Inspecting HTTP Response Headers Without Downloading Body with Guzzle
In a recent project, the author needed to inspect the HTTP response headers of a large file download to determine if it was necessary to download the file. They specifically wanted to check the ETag header to see if it had changed since a previous download. However, simply issuing a HEAD request to the URL didn't work in this case, as some of the URLs were signed S3 URLs that only allowed GET requests.
To solve this problem, the author turned to Guzzle, a popular PHP HTTP client. They discovered the on_headers
request option, which allows you to inspect the response headers before the body of the response is downloaded. By throwing a custom exception inside the on_headers
callable, they were able to abort the downloading of the response body.
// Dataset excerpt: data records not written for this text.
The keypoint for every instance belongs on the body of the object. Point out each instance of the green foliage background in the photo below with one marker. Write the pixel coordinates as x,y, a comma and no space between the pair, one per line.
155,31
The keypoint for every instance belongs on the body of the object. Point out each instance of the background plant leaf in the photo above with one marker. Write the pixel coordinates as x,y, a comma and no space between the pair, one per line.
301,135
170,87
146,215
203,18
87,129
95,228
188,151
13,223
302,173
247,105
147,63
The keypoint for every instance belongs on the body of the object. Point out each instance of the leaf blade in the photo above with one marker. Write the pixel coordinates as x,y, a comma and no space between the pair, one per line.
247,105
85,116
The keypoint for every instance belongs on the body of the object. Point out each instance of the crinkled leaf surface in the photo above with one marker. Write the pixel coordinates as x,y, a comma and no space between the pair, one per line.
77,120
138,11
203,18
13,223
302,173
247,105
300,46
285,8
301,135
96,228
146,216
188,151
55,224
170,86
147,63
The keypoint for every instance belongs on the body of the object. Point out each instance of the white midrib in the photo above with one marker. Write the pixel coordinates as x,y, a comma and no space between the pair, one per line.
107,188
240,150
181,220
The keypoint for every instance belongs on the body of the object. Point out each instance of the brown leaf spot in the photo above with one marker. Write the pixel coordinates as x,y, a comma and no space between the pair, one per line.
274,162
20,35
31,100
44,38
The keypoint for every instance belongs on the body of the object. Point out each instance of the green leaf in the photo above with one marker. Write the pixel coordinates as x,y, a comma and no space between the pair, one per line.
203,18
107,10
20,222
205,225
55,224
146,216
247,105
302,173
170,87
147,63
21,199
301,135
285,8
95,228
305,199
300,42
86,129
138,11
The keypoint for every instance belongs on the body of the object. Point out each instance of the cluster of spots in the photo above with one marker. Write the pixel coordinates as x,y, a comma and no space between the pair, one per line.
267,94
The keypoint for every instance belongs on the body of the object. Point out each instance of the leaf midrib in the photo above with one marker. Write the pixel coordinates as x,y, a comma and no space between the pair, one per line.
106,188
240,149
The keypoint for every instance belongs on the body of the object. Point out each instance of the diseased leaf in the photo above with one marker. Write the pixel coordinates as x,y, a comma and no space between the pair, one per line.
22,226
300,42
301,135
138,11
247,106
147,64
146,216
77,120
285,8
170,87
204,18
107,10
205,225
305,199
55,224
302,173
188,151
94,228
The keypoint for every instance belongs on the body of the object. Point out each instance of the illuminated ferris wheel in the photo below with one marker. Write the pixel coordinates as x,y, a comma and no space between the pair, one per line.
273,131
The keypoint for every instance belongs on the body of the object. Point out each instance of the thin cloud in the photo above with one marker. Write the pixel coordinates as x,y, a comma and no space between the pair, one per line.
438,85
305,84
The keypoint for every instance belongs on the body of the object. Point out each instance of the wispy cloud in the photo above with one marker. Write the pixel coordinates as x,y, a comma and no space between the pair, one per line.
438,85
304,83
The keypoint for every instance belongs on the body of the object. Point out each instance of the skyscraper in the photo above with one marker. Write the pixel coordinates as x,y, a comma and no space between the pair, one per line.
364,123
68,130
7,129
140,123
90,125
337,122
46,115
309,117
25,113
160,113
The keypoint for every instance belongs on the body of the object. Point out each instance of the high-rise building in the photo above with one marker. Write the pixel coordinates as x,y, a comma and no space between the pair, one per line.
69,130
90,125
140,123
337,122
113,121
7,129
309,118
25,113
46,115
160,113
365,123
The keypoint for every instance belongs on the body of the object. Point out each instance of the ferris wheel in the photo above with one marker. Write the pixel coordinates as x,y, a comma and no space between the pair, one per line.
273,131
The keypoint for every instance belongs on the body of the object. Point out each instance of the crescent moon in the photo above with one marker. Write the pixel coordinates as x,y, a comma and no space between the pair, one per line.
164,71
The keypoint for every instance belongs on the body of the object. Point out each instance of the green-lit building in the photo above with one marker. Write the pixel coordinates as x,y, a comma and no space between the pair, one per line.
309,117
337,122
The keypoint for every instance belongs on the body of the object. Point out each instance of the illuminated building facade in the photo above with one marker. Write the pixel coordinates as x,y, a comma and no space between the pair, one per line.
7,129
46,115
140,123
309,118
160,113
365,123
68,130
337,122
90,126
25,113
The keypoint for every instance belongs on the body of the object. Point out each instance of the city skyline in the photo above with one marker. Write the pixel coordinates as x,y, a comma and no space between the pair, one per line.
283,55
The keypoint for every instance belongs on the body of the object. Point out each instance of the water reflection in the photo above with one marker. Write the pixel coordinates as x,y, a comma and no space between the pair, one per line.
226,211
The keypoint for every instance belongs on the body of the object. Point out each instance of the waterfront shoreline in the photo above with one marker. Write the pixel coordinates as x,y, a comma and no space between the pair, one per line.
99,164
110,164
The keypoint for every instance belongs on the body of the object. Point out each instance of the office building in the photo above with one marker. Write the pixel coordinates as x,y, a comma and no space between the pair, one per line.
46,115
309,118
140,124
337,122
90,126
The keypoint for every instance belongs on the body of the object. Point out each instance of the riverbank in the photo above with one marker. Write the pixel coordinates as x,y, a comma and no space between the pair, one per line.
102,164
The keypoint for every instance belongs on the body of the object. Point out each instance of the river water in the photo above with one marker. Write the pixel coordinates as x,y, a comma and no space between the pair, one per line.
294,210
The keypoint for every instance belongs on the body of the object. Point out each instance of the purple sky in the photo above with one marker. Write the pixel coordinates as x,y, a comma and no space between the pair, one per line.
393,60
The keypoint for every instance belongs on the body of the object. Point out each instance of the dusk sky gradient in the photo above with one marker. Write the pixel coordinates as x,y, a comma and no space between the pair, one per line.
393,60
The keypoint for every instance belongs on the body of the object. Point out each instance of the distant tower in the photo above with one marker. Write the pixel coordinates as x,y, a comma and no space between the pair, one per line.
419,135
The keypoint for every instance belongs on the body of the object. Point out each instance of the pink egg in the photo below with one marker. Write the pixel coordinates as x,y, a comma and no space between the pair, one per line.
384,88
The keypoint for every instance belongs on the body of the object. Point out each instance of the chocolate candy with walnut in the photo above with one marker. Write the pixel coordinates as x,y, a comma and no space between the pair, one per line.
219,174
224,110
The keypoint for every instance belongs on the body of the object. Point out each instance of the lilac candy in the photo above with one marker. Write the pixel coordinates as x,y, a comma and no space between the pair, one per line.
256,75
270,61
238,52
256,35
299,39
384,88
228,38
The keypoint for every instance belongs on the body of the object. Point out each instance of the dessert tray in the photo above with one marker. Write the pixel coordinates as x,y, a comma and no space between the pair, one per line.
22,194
Here's an example of how the getHeaders()
function was implemented:
use GuzzleHttp\Client;
use GuzzleHttp\Exception\RequestException;
function getHeaders($url)
{
$client = new Client();
try {
$responseWithOnlyHeaders = $client->get($url, [
'on_headers' => function ($response) {
// Save the response with only headers for later use
$this->responseWithOnlyHeaders = $response;
// Abort the downloading of the response body
throw new BlockResponseBodyDownload();
}
]);
} catch (RequestException $e) {
// Check if the exception is our custom exception
if ($e->getPrevious() instanceof BlockResponseBodyDownload) {
// Ignore the exception
} else {
// Re-throw the exception
throw $e;
}
}
// Continue with the rest of the code...
}
Note that the BlockResponseBodyDownload
exception is a custom exception used specifically for this purpose. By checking the previous exception in the RequestException
, the author was able to differentiate between their custom exception and Guzzle's native exceptions.
One caveat the author discovered is that Guzzle no longer automatically follows redirects when using on_headers
. To handle redirects, they had to manually implement the redirect logic.
This solution allowed the author to inspect the response headers without downloading the response body, saving time and resources when dealing with large file downloads.